Belt Auction

you thought you knew the last ones didnt you lol?

ABASH: A high school graduation party. ABDICATE: To give up all hope of ever having a flat stomach. ACCOUNT: A Countess's husband. ACRE: Literally means the amount of land plowable in one day. So in my case it would be four feet by four feet. ADULT: A person who has stopped growing at both ends and is now growing in the middle. AMNESIA: condition that enables a woman who has gone through labor to have sex again. ANTIQUE: An item your grandparents bought, your parents got rid of, and you're buying again.
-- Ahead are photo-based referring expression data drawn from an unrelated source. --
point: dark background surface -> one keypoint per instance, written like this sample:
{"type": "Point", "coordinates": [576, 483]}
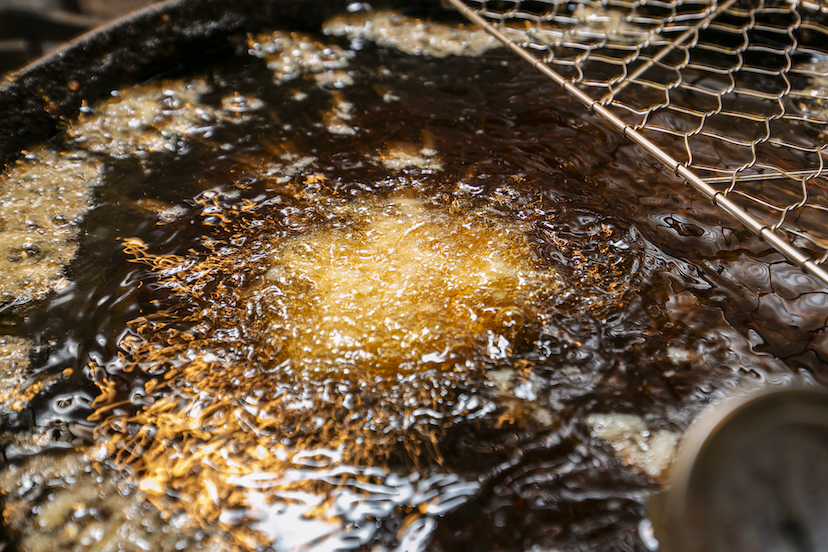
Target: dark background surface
{"type": "Point", "coordinates": [29, 28]}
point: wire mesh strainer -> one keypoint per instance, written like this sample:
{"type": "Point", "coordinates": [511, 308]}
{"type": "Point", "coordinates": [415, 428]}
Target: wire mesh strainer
{"type": "Point", "coordinates": [732, 96]}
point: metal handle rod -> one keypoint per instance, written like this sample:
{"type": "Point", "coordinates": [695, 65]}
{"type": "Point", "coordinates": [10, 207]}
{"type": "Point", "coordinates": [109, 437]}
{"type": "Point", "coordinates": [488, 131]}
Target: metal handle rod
{"type": "Point", "coordinates": [778, 242]}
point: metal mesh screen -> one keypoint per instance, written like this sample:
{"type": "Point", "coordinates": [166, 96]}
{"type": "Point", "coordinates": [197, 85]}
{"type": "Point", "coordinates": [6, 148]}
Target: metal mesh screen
{"type": "Point", "coordinates": [733, 95]}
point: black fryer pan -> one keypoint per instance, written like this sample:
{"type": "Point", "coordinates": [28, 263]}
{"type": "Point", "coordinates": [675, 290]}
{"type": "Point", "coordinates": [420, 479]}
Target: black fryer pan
{"type": "Point", "coordinates": [34, 99]}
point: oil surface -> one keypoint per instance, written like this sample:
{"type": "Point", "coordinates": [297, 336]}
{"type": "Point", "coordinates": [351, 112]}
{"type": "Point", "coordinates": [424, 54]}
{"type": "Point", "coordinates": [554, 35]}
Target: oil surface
{"type": "Point", "coordinates": [199, 313]}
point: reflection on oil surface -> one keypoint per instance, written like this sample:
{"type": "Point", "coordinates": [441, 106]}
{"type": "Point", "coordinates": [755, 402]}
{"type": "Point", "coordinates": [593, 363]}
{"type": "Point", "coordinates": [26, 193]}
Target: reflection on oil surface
{"type": "Point", "coordinates": [418, 305]}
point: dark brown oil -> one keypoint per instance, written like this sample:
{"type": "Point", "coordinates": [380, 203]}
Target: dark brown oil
{"type": "Point", "coordinates": [647, 268]}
ARBITRATOR (ar'-bi-tray'-ter): A cook that leaves Arby's to work at Burger King. ATHEISM is a non-prophet organization. -- George Carlin AVOIDABLE (uh-voy'-duh-buhl'): What a bullfighter tries to do. BALDERDASH: A rapidly receding hairline. BARIUM: What we do to most people when they die. BATHROOM: A room used by the entire family, believed by all except Mom to be self-cleaning. BEAUTY PARLOR: Places where women curl up and dye. BOSS: Someone who is early when you are late and late when you are early. CANNIBAL: Someone who is fed up with people. CANTALOUPE: Gotta get married in a church. CAR SICKNESS: The feeling you get when the car payment is due.

Public Comments

  1. lol those are good
  2. oh yeah it's the end of the month and am having a car sickness 8(
  3. D'you think of all these? They're top notch. Good stuff.
  4. Cantaloupe ~ no ladder
  5. But do you know these ones? So this is not considered sexist I have included both perspectives of each word Butt (but) n. Female: The body part that every item of clothing manufactured makes "look bigger." Male: The organ of mooning. Commitment (ko-mit-ment) n. Female: A desire to get married and raise a family. Male: Trying not to hit on other women while out with this one. Communication (ko-myoo-ni-kay-shon) n. Female: The open sharing of thoughts and feelings with one's partner. Male: Scratching out a note before suddenly taking off for a weekend with the guys. Entertainment (en-ter-tayn-ment) n. Female: A good movie, concert, play or book. Male: Anything with one ball, two beers or three stooges. Flatulence (flach-u-lens) n. Female: An Embarrassing byproduct of indigestion. Male: A source of entertainment, self-expression, male bonding. Glass Ceiling (glas see-ling) n. Female: The invisible barrier that stops women from rising to the upper levels in business. Male: What would really be great at work since that hot babe took over the office one flight up. Making Love (may-king luv) n. Female: The greatest expression of intimacy a couple can achieve. Male: What men have to call "boinking" to get women to boink. (Call it whatever you want just as long as we do it.) Remote Control (ri-moht kon-trohl) n. Female: A device for changing from one TV channel to another. Male: A device for scanning through all 375 channels every 5 minutes. Taste (tayst) v. Female: Something you do frequently to whatever you're cooking, to make sure it's good. Male: Something you must do to anything you think has gone bad prior to tossing it out. Thingy (thing-ee) n. Female: Any part under a car's hood. Male: The strap fastener on a woman's bra. Vulnerable (vul-ne-ra-bel) adj. Female: Fully opening up one's self emotionally to another. Male: Playing ball without a cup. Wants and Needs (wontz and needz) n. Female: The delicate balance of emotional, physical and psychological longing one seeks to have fulfilled in a relationship. Male: Food, sex and beer.